Nor is there any incentive—or buying power capacity—for the producer to make more widgets to sell. The producer is getting those same dollars, devalued by the same inflation, that his consumers are getting (from his sales) and so he’s getting no added value to induce him to produce more.  Furthermore, he still can buy the same amount of widget production inputs, and no more; he cannot produce more without incurring greater cost.

 

*Actually, buying power decreases on net for producer and consumer alike, not from the weaker dollar, but from fewer of them in hands of both.  The money for that guaranteed income can only come from one or more of three (sort of) sources. The money must come from the government’s printing press—but that’s the same as the guaranteed income; the dollars just follow a more convoluted path into economy than direct disbursement.  Or the money must come from taxes, which takes money away from consumers and producers directly and leaves them with fewer dollars with which to buy goods and services or to buy inputs to production. Or the money must come from borrowing—which is future taxes or future money printing.

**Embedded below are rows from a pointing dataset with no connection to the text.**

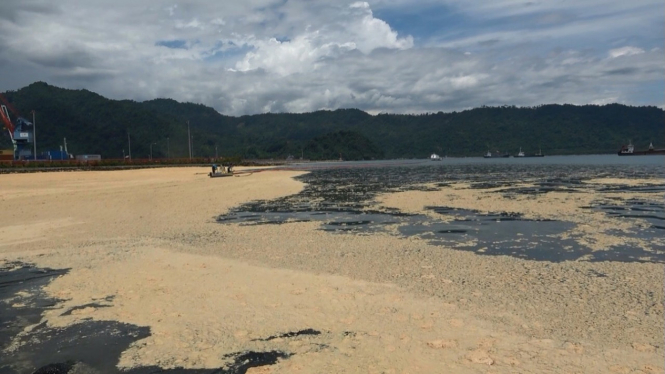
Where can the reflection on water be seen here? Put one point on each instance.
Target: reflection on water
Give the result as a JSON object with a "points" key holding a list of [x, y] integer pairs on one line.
{"points": [[340, 197]]}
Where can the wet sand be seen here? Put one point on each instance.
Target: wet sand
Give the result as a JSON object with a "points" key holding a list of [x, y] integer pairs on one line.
{"points": [[143, 248]]}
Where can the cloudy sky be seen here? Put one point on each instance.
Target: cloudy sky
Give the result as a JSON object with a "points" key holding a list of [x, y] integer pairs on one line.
{"points": [[396, 56]]}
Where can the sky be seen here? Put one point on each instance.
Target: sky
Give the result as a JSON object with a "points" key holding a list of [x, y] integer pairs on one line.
{"points": [[382, 56]]}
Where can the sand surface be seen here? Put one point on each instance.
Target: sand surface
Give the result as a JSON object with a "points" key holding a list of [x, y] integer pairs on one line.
{"points": [[143, 246]]}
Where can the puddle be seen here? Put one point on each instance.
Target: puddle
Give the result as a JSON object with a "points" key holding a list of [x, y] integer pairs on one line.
{"points": [[88, 346]]}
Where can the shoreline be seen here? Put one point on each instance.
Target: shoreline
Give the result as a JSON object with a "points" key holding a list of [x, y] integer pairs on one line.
{"points": [[148, 242]]}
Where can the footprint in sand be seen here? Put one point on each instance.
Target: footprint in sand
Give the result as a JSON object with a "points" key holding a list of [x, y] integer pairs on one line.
{"points": [[641, 347], [479, 356], [456, 322], [442, 343]]}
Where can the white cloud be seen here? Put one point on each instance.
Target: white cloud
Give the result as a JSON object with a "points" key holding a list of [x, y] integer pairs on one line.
{"points": [[272, 55], [625, 51]]}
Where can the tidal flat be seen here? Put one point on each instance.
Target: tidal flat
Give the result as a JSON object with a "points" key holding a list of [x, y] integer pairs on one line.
{"points": [[460, 266]]}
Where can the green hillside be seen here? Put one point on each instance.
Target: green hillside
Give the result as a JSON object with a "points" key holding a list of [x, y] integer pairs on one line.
{"points": [[94, 124]]}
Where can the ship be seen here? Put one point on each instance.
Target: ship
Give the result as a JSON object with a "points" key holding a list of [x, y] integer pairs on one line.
{"points": [[539, 154], [629, 150]]}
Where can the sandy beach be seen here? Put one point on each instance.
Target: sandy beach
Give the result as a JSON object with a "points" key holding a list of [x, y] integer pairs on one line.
{"points": [[142, 247]]}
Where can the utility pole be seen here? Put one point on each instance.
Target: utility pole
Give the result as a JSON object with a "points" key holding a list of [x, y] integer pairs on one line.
{"points": [[151, 144], [189, 140], [34, 135]]}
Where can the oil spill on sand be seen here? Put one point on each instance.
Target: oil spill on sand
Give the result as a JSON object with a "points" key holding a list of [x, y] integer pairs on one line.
{"points": [[342, 200], [85, 347]]}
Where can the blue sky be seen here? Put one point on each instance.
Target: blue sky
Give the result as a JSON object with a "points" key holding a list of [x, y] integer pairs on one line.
{"points": [[397, 56]]}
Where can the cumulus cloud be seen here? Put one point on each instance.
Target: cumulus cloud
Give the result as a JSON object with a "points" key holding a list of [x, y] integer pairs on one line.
{"points": [[625, 51], [258, 56]]}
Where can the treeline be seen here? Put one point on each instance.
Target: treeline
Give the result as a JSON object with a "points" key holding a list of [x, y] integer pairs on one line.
{"points": [[93, 124]]}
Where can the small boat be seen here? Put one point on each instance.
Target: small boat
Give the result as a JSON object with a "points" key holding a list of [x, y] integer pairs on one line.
{"points": [[220, 171], [629, 150], [497, 154]]}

It’s hard to believe that all of those politicians slept through their high school economics, whether they’re today’s crop, like Progressive-Democratic Party Presidential candidate and minor town mayor Pete Buttigieg, newly graduated from high school, or Progressive-Democratic Party Presidential candidates and Senators Bernie Sanders (I, VT) and Elizabeth Warren (D, MA), who were in high school the first time this idea was floated those years ago.

It’s a Start

TikTok is a People’s Republic of China company (for all its public moves to resite its headquarters outside the PRC) that’s a popular social-media app that’s used for posting short videos.

However.

TikTok collects information about its users, including data that could be used to track the location and movements of individuals….

As a result, tour military is banning the use of the app on government devices; the Coast Guard and Air Force have joined DoD, the Navy, the Army, and the Marines in the ban.

That’s a good start, but it needs to go much farther.  The app needs to be banned from use by anyone while they’re on any government installation or in any government facility, including civilian facilities.  The app also needs to be banned from use by anyone in an overseas military operations area of responsibility.  Location and movement data are just too important to make it easy for our enemies to have access to them.  Recall the Fitbit fiasco, from an American company, and Pokémon Go, from a Japanese company.